Dans un style éblouissant de fantaisie et de justesse mêlées, Alain Roussel nous emmène vers l’épineuse question centrale de l’écriture poétique qu’on peut formuler ainsi : sous les sens, quel sens ? Les sens sont-ils la limite du langage ? Y a-t-il une limite au sens du langage ? Si « le Verbe se prend pour Dieu », il risque lui aussi de se dissoudre dans l’inexistant.
La première partie du livre est un vibrant hommage à chacun de nos sens, une poétique des sens comme il s’en est rarement écrit, une sorte d’universelle analogie y étant constamment convoquée au fil d’une plume magicienne qui est la marque du fonctionnement de la pensée de l’auteur. « Je suis parti de presque rien, d’un soupçon de présence : un arbre et un oiseau posé sur une branche. » nous rappelle-t-il, et voilà trois pages plus loin, une autre vue : « Sur une branche, mal dissimulé par un feuillage clairsemé, j’aperçois un homard. Je le vois aussi distinctement que naguère je voyais l’oiseau. » Venant juste d’affirmer que c’est « dans la langue que les sens prennent sens, deviennent véritablement sens », il nous propulse sans crier gare dans un univers totalement arbitraire dont le premier justificatif pourrait bien sûr être l’humour, mais qui indique assez la nature du trouble que le langage peut jeter dans l’esprit, voire dans la réalité. Le voilà peut-être ce sixième sens dont le texte n’avait pas encore parlé, le sens de l’imaginaire qui, lui, n’obéit plus à la connaissance de type rationnel, mais à l’inventivité quasi illimitée des structures du langage. Que nos perceptions soient réelles, imaginaires ou métaphoriques, il est vrai que cela ne change rien à notre vigueur mentale qui ne craint pas de les englober en les utilisant toutes. Mais le sens, la signification sont toujours là qui guettent car ce qui qualifie l’être de l’homme est précisément la quête du sens. L’humour, la gratuité des jeux du langage, l’image poétique, toutes les formes de pensée sauvage sont autant de registres sur lesquels notre pensée peut exprimer ses spécificités, voire ses émotions les plus intimes. Ce qui apparemment appartient en propre à l’être humain, c’est la faculté de passer de la vue à la vision, de quitter la perception immédiate du réel pour agrandir une perception plus globale encore de la réalité, étant entendu que sa découverte excède notre quête, et ce à l’infini.

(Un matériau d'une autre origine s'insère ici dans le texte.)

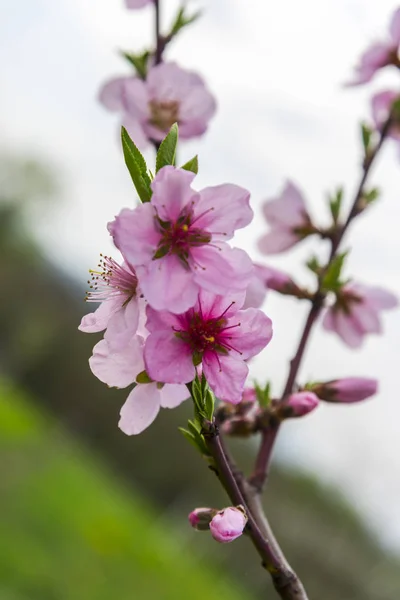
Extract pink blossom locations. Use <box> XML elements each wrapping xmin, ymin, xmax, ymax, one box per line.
<box><xmin>188</xmin><ymin>507</ymin><xmax>216</xmax><ymax>531</ymax></box>
<box><xmin>144</xmin><ymin>289</ymin><xmax>273</xmax><ymax>403</ymax></box>
<box><xmin>242</xmin><ymin>387</ymin><xmax>258</xmax><ymax>403</ymax></box>
<box><xmin>313</xmin><ymin>378</ymin><xmax>378</xmax><ymax>403</ymax></box>
<box><xmin>283</xmin><ymin>391</ymin><xmax>319</xmax><ymax>417</ymax></box>
<box><xmin>119</xmin><ymin>382</ymin><xmax>188</xmax><ymax>435</ymax></box>
<box><xmin>209</xmin><ymin>507</ymin><xmax>247</xmax><ymax>543</ymax></box>
<box><xmin>79</xmin><ymin>255</ymin><xmax>143</xmax><ymax>348</ymax></box>
<box><xmin>322</xmin><ymin>282</ymin><xmax>398</xmax><ymax>348</ymax></box>
<box><xmin>109</xmin><ymin>166</ymin><xmax>254</xmax><ymax>313</ymax></box>
<box><xmin>258</xmin><ymin>181</ymin><xmax>314</xmax><ymax>254</ymax></box>
<box><xmin>243</xmin><ymin>263</ymin><xmax>299</xmax><ymax>309</ymax></box>
<box><xmin>99</xmin><ymin>63</ymin><xmax>216</xmax><ymax>147</ymax></box>
<box><xmin>371</xmin><ymin>90</ymin><xmax>400</xmax><ymax>143</ymax></box>
<box><xmin>125</xmin><ymin>0</ymin><xmax>153</xmax><ymax>8</ymax></box>
<box><xmin>346</xmin><ymin>8</ymin><xmax>400</xmax><ymax>86</ymax></box>
<box><xmin>88</xmin><ymin>329</ymin><xmax>188</xmax><ymax>434</ymax></box>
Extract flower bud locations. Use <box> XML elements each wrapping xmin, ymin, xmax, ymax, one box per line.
<box><xmin>312</xmin><ymin>378</ymin><xmax>378</xmax><ymax>403</ymax></box>
<box><xmin>188</xmin><ymin>507</ymin><xmax>217</xmax><ymax>531</ymax></box>
<box><xmin>209</xmin><ymin>506</ymin><xmax>247</xmax><ymax>543</ymax></box>
<box><xmin>220</xmin><ymin>416</ymin><xmax>257</xmax><ymax>437</ymax></box>
<box><xmin>278</xmin><ymin>391</ymin><xmax>319</xmax><ymax>419</ymax></box>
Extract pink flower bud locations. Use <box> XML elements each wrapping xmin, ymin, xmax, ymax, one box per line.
<box><xmin>313</xmin><ymin>378</ymin><xmax>378</xmax><ymax>403</ymax></box>
<box><xmin>209</xmin><ymin>506</ymin><xmax>247</xmax><ymax>543</ymax></box>
<box><xmin>242</xmin><ymin>387</ymin><xmax>257</xmax><ymax>403</ymax></box>
<box><xmin>188</xmin><ymin>507</ymin><xmax>216</xmax><ymax>531</ymax></box>
<box><xmin>282</xmin><ymin>391</ymin><xmax>319</xmax><ymax>418</ymax></box>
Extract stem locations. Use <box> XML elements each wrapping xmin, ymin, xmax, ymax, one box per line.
<box><xmin>203</xmin><ymin>422</ymin><xmax>308</xmax><ymax>600</ymax></box>
<box><xmin>251</xmin><ymin>114</ymin><xmax>393</xmax><ymax>488</ymax></box>
<box><xmin>154</xmin><ymin>0</ymin><xmax>162</xmax><ymax>65</ymax></box>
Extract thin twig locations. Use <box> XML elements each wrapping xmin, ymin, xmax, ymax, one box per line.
<box><xmin>203</xmin><ymin>422</ymin><xmax>308</xmax><ymax>600</ymax></box>
<box><xmin>250</xmin><ymin>114</ymin><xmax>393</xmax><ymax>490</ymax></box>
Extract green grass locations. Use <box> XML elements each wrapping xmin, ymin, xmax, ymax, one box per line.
<box><xmin>0</xmin><ymin>381</ymin><xmax>252</xmax><ymax>600</ymax></box>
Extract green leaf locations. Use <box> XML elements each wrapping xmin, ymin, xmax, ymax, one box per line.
<box><xmin>178</xmin><ymin>426</ymin><xmax>209</xmax><ymax>457</ymax></box>
<box><xmin>363</xmin><ymin>187</ymin><xmax>380</xmax><ymax>205</ymax></box>
<box><xmin>135</xmin><ymin>371</ymin><xmax>152</xmax><ymax>384</ymax></box>
<box><xmin>121</xmin><ymin>127</ymin><xmax>152</xmax><ymax>203</ymax></box>
<box><xmin>120</xmin><ymin>50</ymin><xmax>150</xmax><ymax>79</ymax></box>
<box><xmin>204</xmin><ymin>389</ymin><xmax>215</xmax><ymax>421</ymax></box>
<box><xmin>181</xmin><ymin>155</ymin><xmax>198</xmax><ymax>174</ymax></box>
<box><xmin>361</xmin><ymin>122</ymin><xmax>372</xmax><ymax>155</ymax></box>
<box><xmin>329</xmin><ymin>187</ymin><xmax>343</xmax><ymax>224</ymax></box>
<box><xmin>156</xmin><ymin>123</ymin><xmax>178</xmax><ymax>173</ymax></box>
<box><xmin>254</xmin><ymin>381</ymin><xmax>271</xmax><ymax>408</ymax></box>
<box><xmin>306</xmin><ymin>255</ymin><xmax>322</xmax><ymax>275</ymax></box>
<box><xmin>322</xmin><ymin>251</ymin><xmax>348</xmax><ymax>292</ymax></box>
<box><xmin>169</xmin><ymin>7</ymin><xmax>202</xmax><ymax>38</ymax></box>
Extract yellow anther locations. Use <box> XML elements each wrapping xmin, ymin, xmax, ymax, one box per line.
<box><xmin>203</xmin><ymin>335</ymin><xmax>215</xmax><ymax>343</ymax></box>
<box><xmin>182</xmin><ymin>224</ymin><xmax>189</xmax><ymax>232</ymax></box>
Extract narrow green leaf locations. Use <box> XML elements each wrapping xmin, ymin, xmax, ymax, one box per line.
<box><xmin>328</xmin><ymin>187</ymin><xmax>343</xmax><ymax>224</ymax></box>
<box><xmin>120</xmin><ymin>50</ymin><xmax>150</xmax><ymax>79</ymax></box>
<box><xmin>361</xmin><ymin>122</ymin><xmax>372</xmax><ymax>155</ymax></box>
<box><xmin>121</xmin><ymin>127</ymin><xmax>152</xmax><ymax>202</ymax></box>
<box><xmin>204</xmin><ymin>390</ymin><xmax>215</xmax><ymax>421</ymax></box>
<box><xmin>322</xmin><ymin>251</ymin><xmax>348</xmax><ymax>292</ymax></box>
<box><xmin>156</xmin><ymin>123</ymin><xmax>178</xmax><ymax>173</ymax></box>
<box><xmin>181</xmin><ymin>155</ymin><xmax>198</xmax><ymax>174</ymax></box>
<box><xmin>306</xmin><ymin>255</ymin><xmax>321</xmax><ymax>275</ymax></box>
<box><xmin>169</xmin><ymin>7</ymin><xmax>202</xmax><ymax>37</ymax></box>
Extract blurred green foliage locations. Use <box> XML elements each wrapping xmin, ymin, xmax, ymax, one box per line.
<box><xmin>0</xmin><ymin>381</ymin><xmax>252</xmax><ymax>600</ymax></box>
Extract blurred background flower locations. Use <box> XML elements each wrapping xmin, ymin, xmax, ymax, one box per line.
<box><xmin>1</xmin><ymin>1</ymin><xmax>400</xmax><ymax>599</ymax></box>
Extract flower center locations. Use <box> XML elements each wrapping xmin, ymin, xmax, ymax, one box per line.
<box><xmin>148</xmin><ymin>99</ymin><xmax>180</xmax><ymax>131</ymax></box>
<box><xmin>174</xmin><ymin>303</ymin><xmax>241</xmax><ymax>362</ymax></box>
<box><xmin>85</xmin><ymin>255</ymin><xmax>138</xmax><ymax>304</ymax></box>
<box><xmin>153</xmin><ymin>211</ymin><xmax>212</xmax><ymax>265</ymax></box>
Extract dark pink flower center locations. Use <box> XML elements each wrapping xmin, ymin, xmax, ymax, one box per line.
<box><xmin>174</xmin><ymin>302</ymin><xmax>241</xmax><ymax>362</ymax></box>
<box><xmin>153</xmin><ymin>211</ymin><xmax>212</xmax><ymax>265</ymax></box>
<box><xmin>86</xmin><ymin>255</ymin><xmax>138</xmax><ymax>304</ymax></box>
<box><xmin>148</xmin><ymin>99</ymin><xmax>180</xmax><ymax>132</ymax></box>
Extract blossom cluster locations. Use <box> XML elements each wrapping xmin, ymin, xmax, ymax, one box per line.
<box><xmin>80</xmin><ymin>165</ymin><xmax>273</xmax><ymax>434</ymax></box>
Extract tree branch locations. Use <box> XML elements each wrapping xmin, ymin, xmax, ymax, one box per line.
<box><xmin>203</xmin><ymin>421</ymin><xmax>308</xmax><ymax>600</ymax></box>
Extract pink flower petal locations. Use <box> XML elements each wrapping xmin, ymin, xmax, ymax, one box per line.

C’est toute la condition humaine qui roule sous le feu des questions que pose Alain Roussel : « Où est l’imaginaire ? Où est le réel ? Le réel est-il vraiment réel ? L’imaginaire fait-il partie du réel ? Le réel est-il une catégorie du réel ? Perçoit-on réellement le réel ou l’imagine-t-on ? La structure de nos sens nous permet-elle d’accéder à la réalité ? La réalité du réel nous est-elle réellement accessible ? Y a-t-il une infinité de réalités ? L’arbre que je vois par ma fenêtre est-il perçu de la même façon par un autre homme, un oiseau, une fougère, un caillou, un chien errant ? » Feu d’ailleurs flamboyant, échevelé, au souffle puissant et pourtant contenu, feu moins destructeur que rédempteur, parole inspirée qui ne tait pas son propre silence, Alain Roussel ne cesse de danser sur le volcan de ses propres mots, à l’intérieur de la matière des mots. Et ce n’est pas d’un soupçon de présence qu’il s’agit alors, mais d’une présence insoupçonnable : la sienne.



Alain Roussel,  Un soupçon de présence, Le Cadran ligné éditeur.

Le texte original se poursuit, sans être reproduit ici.